Sen. Marshall Visits Kansas QuikTrip, Talks Swipe Fees

The senator also hosted a roundtable discussing the bipartisan Credit Card Competition Act.

August 29, 2022

WICHITA Kan.—Merchants from across Kansas met with Senator Roger Marshall (R-KS) last Friday to emphasize how lack of competition over credit card processing drives up prices paid by consumers and thanked him for introducing the bipartisan Credit Card Competition Act.

Marshall hosted a roundtable with a number of Kansas retailers to discuss the bill he introduced, and the meeting was followed by a NACS In Store visit to a QuikTrip location where he worked behind the counter.
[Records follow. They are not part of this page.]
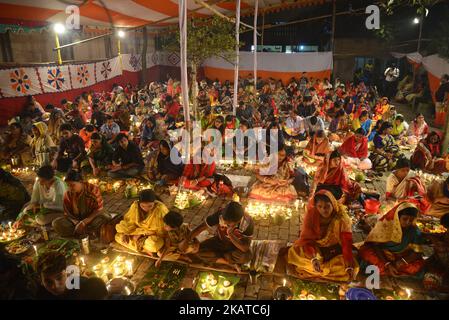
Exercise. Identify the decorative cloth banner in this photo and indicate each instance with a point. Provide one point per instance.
(55, 78)
(82, 75)
(183, 59)
(413, 57)
(236, 65)
(108, 69)
(132, 62)
(272, 64)
(19, 82)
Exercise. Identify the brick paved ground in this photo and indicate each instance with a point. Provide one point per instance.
(116, 203)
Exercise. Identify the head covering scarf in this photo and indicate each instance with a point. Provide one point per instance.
(388, 227)
(318, 148)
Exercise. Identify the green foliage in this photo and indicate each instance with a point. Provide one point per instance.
(440, 41)
(386, 32)
(206, 38)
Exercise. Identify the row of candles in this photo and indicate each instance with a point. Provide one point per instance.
(107, 186)
(22, 170)
(183, 197)
(11, 233)
(284, 292)
(210, 284)
(120, 266)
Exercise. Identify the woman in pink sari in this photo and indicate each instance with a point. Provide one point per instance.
(418, 129)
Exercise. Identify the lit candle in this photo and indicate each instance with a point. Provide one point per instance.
(117, 270)
(409, 293)
(129, 267)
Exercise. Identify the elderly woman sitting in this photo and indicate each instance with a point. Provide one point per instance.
(142, 227)
(386, 151)
(332, 173)
(198, 176)
(161, 166)
(82, 208)
(275, 183)
(16, 144)
(418, 130)
(47, 198)
(391, 244)
(427, 155)
(403, 183)
(317, 148)
(324, 249)
(43, 147)
(355, 150)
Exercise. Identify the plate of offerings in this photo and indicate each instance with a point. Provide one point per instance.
(308, 290)
(216, 285)
(18, 247)
(431, 226)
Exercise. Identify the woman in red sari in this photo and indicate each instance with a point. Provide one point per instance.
(355, 149)
(427, 153)
(392, 243)
(324, 248)
(332, 173)
(317, 148)
(199, 176)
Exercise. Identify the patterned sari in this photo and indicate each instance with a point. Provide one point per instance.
(271, 187)
(388, 237)
(386, 144)
(333, 245)
(79, 206)
(337, 177)
(142, 231)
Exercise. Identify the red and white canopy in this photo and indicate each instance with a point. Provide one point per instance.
(130, 13)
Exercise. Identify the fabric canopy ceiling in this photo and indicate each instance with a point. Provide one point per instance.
(130, 13)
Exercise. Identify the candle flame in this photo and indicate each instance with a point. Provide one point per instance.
(409, 292)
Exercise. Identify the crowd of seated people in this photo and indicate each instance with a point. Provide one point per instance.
(128, 133)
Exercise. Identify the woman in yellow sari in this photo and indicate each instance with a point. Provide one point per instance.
(276, 182)
(324, 248)
(142, 228)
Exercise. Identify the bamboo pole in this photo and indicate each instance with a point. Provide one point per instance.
(59, 50)
(256, 8)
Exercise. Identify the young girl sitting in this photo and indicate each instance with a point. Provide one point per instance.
(178, 242)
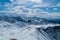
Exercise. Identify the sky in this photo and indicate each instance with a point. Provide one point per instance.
(42, 4)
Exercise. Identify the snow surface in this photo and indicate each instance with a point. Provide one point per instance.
(20, 20)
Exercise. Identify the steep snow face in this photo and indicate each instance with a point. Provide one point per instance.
(21, 20)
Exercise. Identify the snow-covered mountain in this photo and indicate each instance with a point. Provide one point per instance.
(28, 20)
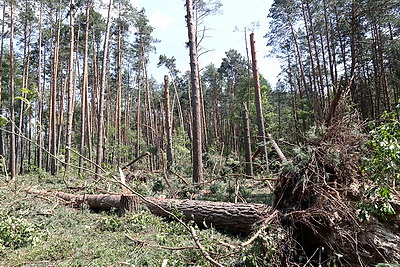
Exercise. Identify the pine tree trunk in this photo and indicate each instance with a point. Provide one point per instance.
(71, 87)
(240, 217)
(197, 158)
(53, 99)
(84, 90)
(168, 125)
(247, 143)
(13, 156)
(258, 102)
(39, 151)
(1, 75)
(100, 128)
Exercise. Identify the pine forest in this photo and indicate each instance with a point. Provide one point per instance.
(213, 165)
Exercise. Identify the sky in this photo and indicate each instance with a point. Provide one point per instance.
(227, 32)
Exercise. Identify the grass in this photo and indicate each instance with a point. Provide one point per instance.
(66, 236)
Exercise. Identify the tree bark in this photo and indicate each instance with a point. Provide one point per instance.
(258, 100)
(197, 158)
(168, 124)
(1, 74)
(71, 87)
(247, 143)
(100, 127)
(241, 217)
(84, 90)
(13, 156)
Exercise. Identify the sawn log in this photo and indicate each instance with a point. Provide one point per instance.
(241, 217)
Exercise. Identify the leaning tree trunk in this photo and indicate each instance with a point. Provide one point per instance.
(241, 217)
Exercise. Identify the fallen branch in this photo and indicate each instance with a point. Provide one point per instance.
(241, 217)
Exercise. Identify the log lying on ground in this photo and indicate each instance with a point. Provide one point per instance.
(241, 217)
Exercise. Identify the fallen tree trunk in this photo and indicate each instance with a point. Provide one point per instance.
(241, 217)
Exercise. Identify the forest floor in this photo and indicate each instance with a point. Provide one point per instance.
(43, 231)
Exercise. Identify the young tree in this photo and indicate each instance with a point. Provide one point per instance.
(71, 87)
(258, 100)
(197, 154)
(13, 156)
(100, 128)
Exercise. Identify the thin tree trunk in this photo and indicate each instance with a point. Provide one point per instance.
(197, 157)
(40, 96)
(13, 156)
(247, 142)
(1, 75)
(118, 114)
(100, 128)
(71, 87)
(258, 103)
(53, 99)
(84, 91)
(168, 124)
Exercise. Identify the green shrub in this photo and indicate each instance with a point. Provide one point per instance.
(17, 232)
(382, 167)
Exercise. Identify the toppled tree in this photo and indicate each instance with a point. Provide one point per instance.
(320, 196)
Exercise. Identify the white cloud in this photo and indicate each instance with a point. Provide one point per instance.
(136, 3)
(159, 20)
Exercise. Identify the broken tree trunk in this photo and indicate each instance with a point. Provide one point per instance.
(241, 217)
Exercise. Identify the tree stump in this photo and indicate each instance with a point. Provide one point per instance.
(129, 203)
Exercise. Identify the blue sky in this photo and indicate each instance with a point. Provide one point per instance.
(167, 17)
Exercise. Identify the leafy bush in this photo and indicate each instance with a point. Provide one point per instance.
(17, 232)
(382, 167)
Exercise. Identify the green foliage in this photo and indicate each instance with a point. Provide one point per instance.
(382, 167)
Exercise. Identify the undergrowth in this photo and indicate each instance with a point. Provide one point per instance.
(43, 231)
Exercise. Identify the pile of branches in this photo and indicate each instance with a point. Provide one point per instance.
(318, 194)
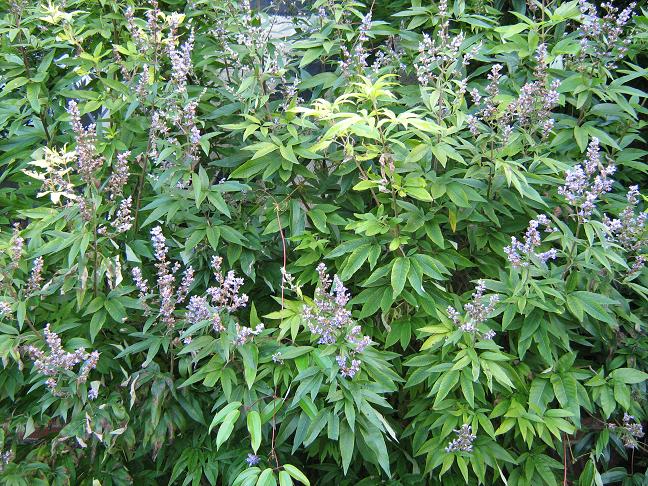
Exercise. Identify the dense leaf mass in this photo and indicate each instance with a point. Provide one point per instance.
(323, 242)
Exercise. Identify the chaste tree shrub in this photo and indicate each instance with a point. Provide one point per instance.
(324, 242)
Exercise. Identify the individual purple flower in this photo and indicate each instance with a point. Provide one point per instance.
(629, 230)
(585, 184)
(16, 249)
(36, 276)
(520, 253)
(93, 393)
(5, 309)
(630, 431)
(123, 219)
(119, 176)
(328, 316)
(227, 294)
(348, 366)
(57, 361)
(475, 312)
(187, 281)
(464, 440)
(252, 459)
(246, 334)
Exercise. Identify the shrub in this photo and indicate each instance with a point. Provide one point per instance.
(365, 244)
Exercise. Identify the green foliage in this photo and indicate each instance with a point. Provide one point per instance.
(172, 177)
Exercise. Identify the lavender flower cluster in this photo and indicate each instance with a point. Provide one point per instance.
(521, 253)
(57, 361)
(531, 110)
(629, 230)
(5, 458)
(584, 184)
(464, 440)
(329, 320)
(631, 430)
(441, 55)
(119, 176)
(123, 219)
(476, 313)
(5, 309)
(226, 296)
(601, 38)
(166, 281)
(16, 248)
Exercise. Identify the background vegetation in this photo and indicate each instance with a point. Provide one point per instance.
(398, 243)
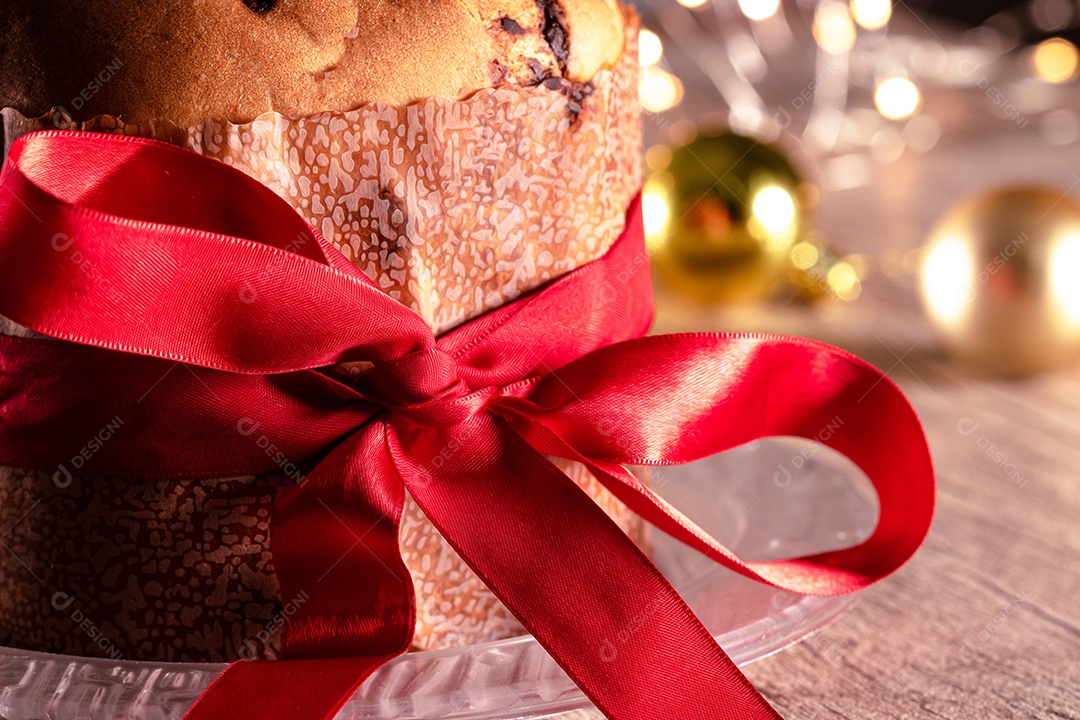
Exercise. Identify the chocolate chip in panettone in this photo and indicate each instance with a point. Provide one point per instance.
(260, 5)
(512, 26)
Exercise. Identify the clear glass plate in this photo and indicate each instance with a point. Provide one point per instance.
(768, 500)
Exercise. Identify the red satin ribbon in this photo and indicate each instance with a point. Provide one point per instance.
(232, 316)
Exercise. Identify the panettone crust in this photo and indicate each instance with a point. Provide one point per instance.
(184, 62)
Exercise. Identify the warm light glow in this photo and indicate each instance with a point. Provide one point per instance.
(1064, 288)
(1055, 60)
(872, 14)
(658, 158)
(649, 48)
(805, 256)
(659, 90)
(656, 214)
(896, 97)
(844, 281)
(946, 280)
(758, 10)
(774, 208)
(833, 27)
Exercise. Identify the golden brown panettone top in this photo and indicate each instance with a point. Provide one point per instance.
(238, 58)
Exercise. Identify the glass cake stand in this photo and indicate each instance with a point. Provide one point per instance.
(772, 499)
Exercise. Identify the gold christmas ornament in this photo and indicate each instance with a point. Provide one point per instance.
(732, 209)
(1000, 280)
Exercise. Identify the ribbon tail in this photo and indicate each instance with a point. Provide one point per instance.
(599, 607)
(733, 390)
(284, 689)
(348, 594)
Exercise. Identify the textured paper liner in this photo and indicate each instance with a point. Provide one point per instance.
(454, 207)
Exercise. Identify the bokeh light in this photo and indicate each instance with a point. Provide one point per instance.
(774, 209)
(1055, 60)
(659, 90)
(833, 27)
(945, 281)
(896, 97)
(844, 281)
(872, 14)
(649, 48)
(1064, 288)
(759, 10)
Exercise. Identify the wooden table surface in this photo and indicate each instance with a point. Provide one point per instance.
(985, 621)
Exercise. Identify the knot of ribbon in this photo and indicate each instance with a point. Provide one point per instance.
(192, 301)
(423, 389)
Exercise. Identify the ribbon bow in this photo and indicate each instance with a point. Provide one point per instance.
(201, 307)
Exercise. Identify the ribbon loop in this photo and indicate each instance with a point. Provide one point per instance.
(423, 389)
(259, 329)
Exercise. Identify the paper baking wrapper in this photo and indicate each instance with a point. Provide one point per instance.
(454, 207)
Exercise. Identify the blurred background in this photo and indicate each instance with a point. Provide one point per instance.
(893, 176)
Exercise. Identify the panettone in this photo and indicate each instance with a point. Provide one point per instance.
(459, 153)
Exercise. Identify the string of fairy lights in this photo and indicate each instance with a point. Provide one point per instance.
(864, 103)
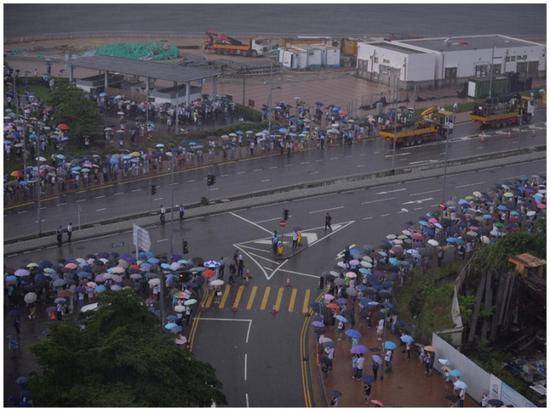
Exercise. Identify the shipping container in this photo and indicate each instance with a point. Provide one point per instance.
(479, 87)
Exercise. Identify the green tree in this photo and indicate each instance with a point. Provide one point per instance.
(73, 108)
(119, 357)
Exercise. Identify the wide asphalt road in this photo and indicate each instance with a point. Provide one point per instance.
(256, 353)
(259, 174)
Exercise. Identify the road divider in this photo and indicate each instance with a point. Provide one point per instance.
(280, 194)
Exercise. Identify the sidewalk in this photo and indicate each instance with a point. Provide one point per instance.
(406, 386)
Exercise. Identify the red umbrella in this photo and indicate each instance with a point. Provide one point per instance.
(208, 273)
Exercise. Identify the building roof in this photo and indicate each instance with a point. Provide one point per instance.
(469, 42)
(161, 71)
(395, 47)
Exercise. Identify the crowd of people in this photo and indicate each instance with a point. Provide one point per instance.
(358, 292)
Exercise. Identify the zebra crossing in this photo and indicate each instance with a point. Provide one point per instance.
(263, 298)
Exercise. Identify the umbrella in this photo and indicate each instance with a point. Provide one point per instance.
(22, 272)
(460, 385)
(353, 333)
(367, 379)
(455, 373)
(30, 298)
(359, 349)
(208, 273)
(377, 359)
(495, 403)
(407, 339)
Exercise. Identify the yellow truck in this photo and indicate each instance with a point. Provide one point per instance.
(431, 126)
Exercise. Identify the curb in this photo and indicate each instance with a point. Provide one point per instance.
(307, 190)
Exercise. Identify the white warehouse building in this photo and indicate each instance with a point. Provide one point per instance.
(448, 60)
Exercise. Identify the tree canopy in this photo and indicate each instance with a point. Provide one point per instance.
(119, 358)
(73, 108)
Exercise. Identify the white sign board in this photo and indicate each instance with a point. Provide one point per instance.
(141, 238)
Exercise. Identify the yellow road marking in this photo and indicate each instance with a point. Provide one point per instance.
(279, 299)
(251, 298)
(305, 307)
(209, 300)
(240, 292)
(292, 300)
(265, 298)
(225, 295)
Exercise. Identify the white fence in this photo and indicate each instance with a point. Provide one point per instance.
(478, 380)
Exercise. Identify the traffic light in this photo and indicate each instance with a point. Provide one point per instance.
(210, 179)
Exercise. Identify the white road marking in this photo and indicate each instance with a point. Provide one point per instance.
(418, 201)
(325, 209)
(378, 201)
(245, 360)
(250, 222)
(298, 273)
(269, 219)
(391, 191)
(471, 184)
(424, 192)
(249, 321)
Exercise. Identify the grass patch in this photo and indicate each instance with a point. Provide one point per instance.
(425, 301)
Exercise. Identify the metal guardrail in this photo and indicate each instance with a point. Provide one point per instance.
(306, 185)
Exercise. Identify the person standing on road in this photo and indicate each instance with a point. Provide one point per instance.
(328, 222)
(59, 234)
(69, 231)
(162, 214)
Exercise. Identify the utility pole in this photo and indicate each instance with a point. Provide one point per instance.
(491, 72)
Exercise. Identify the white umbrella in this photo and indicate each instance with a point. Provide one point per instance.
(154, 281)
(89, 307)
(30, 298)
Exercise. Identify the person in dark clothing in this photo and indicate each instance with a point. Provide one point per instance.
(328, 222)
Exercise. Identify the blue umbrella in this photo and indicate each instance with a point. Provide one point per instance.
(367, 379)
(455, 373)
(353, 333)
(407, 339)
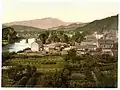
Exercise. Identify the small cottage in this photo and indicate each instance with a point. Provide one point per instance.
(36, 46)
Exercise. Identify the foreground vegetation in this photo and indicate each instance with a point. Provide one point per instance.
(61, 71)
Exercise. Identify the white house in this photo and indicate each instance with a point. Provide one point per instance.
(35, 47)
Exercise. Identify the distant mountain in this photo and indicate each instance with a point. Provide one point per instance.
(106, 24)
(21, 28)
(72, 26)
(43, 23)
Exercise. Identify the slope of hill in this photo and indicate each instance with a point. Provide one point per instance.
(109, 23)
(69, 27)
(43, 23)
(21, 28)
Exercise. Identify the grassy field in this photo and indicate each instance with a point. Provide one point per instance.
(45, 64)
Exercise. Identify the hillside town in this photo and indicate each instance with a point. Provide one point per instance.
(106, 43)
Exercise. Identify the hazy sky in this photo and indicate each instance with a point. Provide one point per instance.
(66, 10)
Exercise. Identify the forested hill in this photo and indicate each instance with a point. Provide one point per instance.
(21, 28)
(110, 23)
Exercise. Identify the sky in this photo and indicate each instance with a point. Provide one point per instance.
(66, 10)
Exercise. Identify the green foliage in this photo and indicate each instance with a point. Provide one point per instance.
(110, 23)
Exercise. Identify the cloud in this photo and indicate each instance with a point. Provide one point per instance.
(45, 0)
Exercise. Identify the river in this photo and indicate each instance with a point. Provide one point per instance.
(18, 46)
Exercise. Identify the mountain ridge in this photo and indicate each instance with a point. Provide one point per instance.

“It just amazes me, a convenience store like this one, is that they're paying more for swipe fees than they are for utilities,” said Marshall during his QuikTrip visit, reports

“Kansans and other Americans pay the highest ‘swipe’ fees in the industrialized world, and lack of competition is the reason why,” said Anna Ready Blom, NACS director of government relations and Merchants Payments Coalition Executive Committee member. “These fees drive up prices paid by consumers, and Visa and Mastercard have refused to hold off on increases despite raging inflation. This legislation is carefully crafted to apply only to giant Wall Street banks and would have no impact on community banks or credit unions in Kansas. Consumers’ credit card rewards would be protected since banks, not processing networks, issue those rewards. And security would be enhanced because independent networks have less fraud and networks backed by foreign governments like China’s Union Pay would be barred from entering the U.S. market,” she said.

“This bill is a win for everybody except the largest big-city banks that have profited off small businesses and consumers across America for far too long,” Blom said.

Blom was one of about 20 merchants and trade association executives who met with the Republican senator at the district office of the Dillons supermarket chain in Wichita. The roundtable included retailers, restaurants, grocers, convenience store owners and fuel merchants, among others.

Marshall and Senate Judiciary Committee Chairman Richard Durbin (D-Ill.) joined together last month to introduce the Credit Card Competition Act. The action came three months after Visa and Mastercard refused a request from the two senators and other members of Congress to withdraw an increase in fees that the lawmakers said would add to inflationary pressures.

The bill is aimed at swipe fees averaging more than 2% of the transaction that banks and payment networks like Visa and Mastercard charge merchants to process credit card transactions. Credit and debit card swipe fees have more than doubled over the past decade, soaring 25% last year alone to a record $137.8 billion. They are most merchants’ highest cost after labor and drive up consumer prices by about $900 a year for the average family.

Swipe fees remain one of the highest operating costs for convenience store retailers after labor, according to NACS State of the Industry data. In 2021, overall card fees paid by the convenience store industry were $13.5 billion, up 25.6% in 2021 versus 2020 ($10.7 billion), NACS SOI data indicate.

Visa and Mastercard, which control more than 80% of the credit card market, restrict processing to their own networks and set the fees the banks charge, prohibiting competition among those banks and blocking innovative independent payment networks that offer both lower fees and better security.

To address the issue, the legislation would require that credit cards issued by the nation’s largest banks be enabled to be processed over at least two unaffiliated networks—Visa or Mastercard plus an independent network such as NYCE, Star or Shazam. Domestic credit card networks like American Express or Discover could also be the second network, but not networks supported by foreign governments like China’s Union Pay. Merchants would be allowed to choose which of the two networks to use, meaning networks would have to compete on pricing, security and service.

The bill would apply only to financial institutions with at least $100 billion in assets—fewer than three dozen institutions nationwide but 90% of Visa and Mastercard credit card volume—and would have no impact on small community banks or small credit unions.